Pick the correct baseline depending on your task:

### Classification
- Logistic Regression
- Metric: Accuracy (balanced) or F1 (imbalanced)

### Regression
- Linear Regression
- Metric: RMSE / MAE, plus R²


In [None]:
# Decide task type automatically (best-effort)
# If TARGET_COL is numeric -> regression; else -> classification
if TARGET_COL is None:
    raise ValueError("Please set TARGET_COL before modeling.")

y = df[TARGET_COL]
X = df.drop(columns=[TARGET_COL])

# Identify columns
numeric_features = X.select_dtypes(include=["number"]).columns.tolist()
categorical_features = X.select_dtypes(include=["object", "category", "bool"]).columns.tolist()

# Preprocess
numeric_transformer = Pipeline(steps=[
    ("imputer", SimpleImputer(strategy="median"))
])

categorical_transformer = Pipeline(steps=[
    ("imputer", SimpleImputer(strategy="most_frequent")),
    ("onehot", OneHotEncoder(handle_unknown="ignore"))
])

preprocessor = ColumnTransformer(
    transformers=[
        ("num", numeric_transformer, numeric_features),
        ("cat", categorical_transformer, categorical_features),
    ],
    remainder="drop"
)

# Train/test split
X_train, X_test, y_train, y_test = train_test_split(X, y, test_size=0.2, random_state=42)

# Choose model
is_regression = pd.api.types.is_numeric_dtype(y)

if is_regression:
    model = LinearRegression()
else:
    model = LogisticRegression(max_iter=2000)

clf = Pipeline(steps=[
    ("preprocess", preprocessor),
    ("model", model)
])

clf.fit(X_train, y_train)
pred = clf.predict(X_test)

# Evaluation
if is_regression:
    mae = mean_absolute_error(y_test, pred)
    rmse = mean_squared_error(y_test, pred, squared=False)
    r2 = r2_score(y_test, pred)
    print("Baseline Regression Results")
    print("MAE:", mae)
    print("RMSE:", rmse)
    print("R2:", r2)
else:
    acc = accuracy_score(y_test, pred)
    print("Baseline Classification Results")
    print("Accuracy:", acc)
    print("\nClassification report:\n", classification_report(y_test, pred))
    print("\nConfusion matrix:\n", confusion_matrix(y_test, pred))


## 11) Metric rationale (write in your own words)

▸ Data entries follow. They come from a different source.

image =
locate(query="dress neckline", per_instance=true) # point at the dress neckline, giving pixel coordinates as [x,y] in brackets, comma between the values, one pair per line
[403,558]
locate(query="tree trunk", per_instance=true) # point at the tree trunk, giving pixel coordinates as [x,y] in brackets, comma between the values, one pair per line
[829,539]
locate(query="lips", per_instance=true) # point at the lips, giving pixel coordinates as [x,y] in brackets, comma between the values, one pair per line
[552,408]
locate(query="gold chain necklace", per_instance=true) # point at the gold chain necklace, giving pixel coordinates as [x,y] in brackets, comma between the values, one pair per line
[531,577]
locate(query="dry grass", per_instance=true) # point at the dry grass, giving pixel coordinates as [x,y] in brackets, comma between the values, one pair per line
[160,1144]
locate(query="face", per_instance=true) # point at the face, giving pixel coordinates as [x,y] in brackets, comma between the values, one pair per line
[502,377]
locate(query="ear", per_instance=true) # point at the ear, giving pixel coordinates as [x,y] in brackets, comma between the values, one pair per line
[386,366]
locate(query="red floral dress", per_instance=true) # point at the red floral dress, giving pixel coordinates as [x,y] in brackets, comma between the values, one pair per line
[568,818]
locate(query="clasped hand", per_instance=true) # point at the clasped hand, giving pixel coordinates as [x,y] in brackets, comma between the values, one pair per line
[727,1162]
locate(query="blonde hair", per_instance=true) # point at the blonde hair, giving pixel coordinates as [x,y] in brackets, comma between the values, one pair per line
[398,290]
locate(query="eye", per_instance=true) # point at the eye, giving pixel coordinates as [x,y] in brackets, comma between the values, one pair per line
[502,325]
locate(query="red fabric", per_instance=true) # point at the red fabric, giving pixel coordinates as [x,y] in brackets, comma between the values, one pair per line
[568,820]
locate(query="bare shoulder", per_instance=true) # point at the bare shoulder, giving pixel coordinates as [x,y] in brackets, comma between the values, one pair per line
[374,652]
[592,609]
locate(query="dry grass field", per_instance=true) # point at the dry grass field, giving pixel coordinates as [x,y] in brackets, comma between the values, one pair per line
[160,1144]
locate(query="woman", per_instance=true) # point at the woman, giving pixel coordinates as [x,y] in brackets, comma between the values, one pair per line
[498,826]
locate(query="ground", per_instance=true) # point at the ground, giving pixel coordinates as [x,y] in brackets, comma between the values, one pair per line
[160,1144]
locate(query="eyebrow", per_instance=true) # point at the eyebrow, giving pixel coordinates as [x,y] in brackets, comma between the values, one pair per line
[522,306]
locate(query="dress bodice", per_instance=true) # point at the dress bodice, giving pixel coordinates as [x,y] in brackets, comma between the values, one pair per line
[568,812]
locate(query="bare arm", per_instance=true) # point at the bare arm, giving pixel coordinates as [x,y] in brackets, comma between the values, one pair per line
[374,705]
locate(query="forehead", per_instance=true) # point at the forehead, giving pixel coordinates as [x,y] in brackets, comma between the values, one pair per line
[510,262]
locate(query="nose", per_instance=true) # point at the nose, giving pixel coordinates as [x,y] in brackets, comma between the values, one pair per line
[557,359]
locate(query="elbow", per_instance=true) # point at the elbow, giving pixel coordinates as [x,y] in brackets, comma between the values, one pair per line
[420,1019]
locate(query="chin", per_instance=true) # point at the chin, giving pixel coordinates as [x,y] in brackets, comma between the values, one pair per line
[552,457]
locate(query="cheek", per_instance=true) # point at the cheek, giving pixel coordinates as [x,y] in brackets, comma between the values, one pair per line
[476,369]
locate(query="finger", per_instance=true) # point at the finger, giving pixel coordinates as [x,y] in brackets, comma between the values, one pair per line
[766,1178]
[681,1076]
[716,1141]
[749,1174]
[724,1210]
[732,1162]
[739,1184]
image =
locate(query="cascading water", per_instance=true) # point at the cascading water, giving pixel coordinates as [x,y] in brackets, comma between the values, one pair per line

Replace the text below with your real explanation.

- If you used **Accuracy**: explain class balance + why accuracy makes sense.
- If you used **F1**: explain class imbalance + importance of precision/recall tradeoff.
- If you used **RMSE/MAE**: explain error units + why you chose it.
- Always include 2–6 sentences of interpretation.


**Example text (edit):**

I chose **Accuracy** as the baseline metric because the target classes are relatively balanced, and accuracy provides a clear overall measure of correct predictions. The baseline model achieves an accuracy of XX on the test set, which sets an initial benchmark. In the next module, I will compare additional models and use cross-validation to confirm stability and improve performance.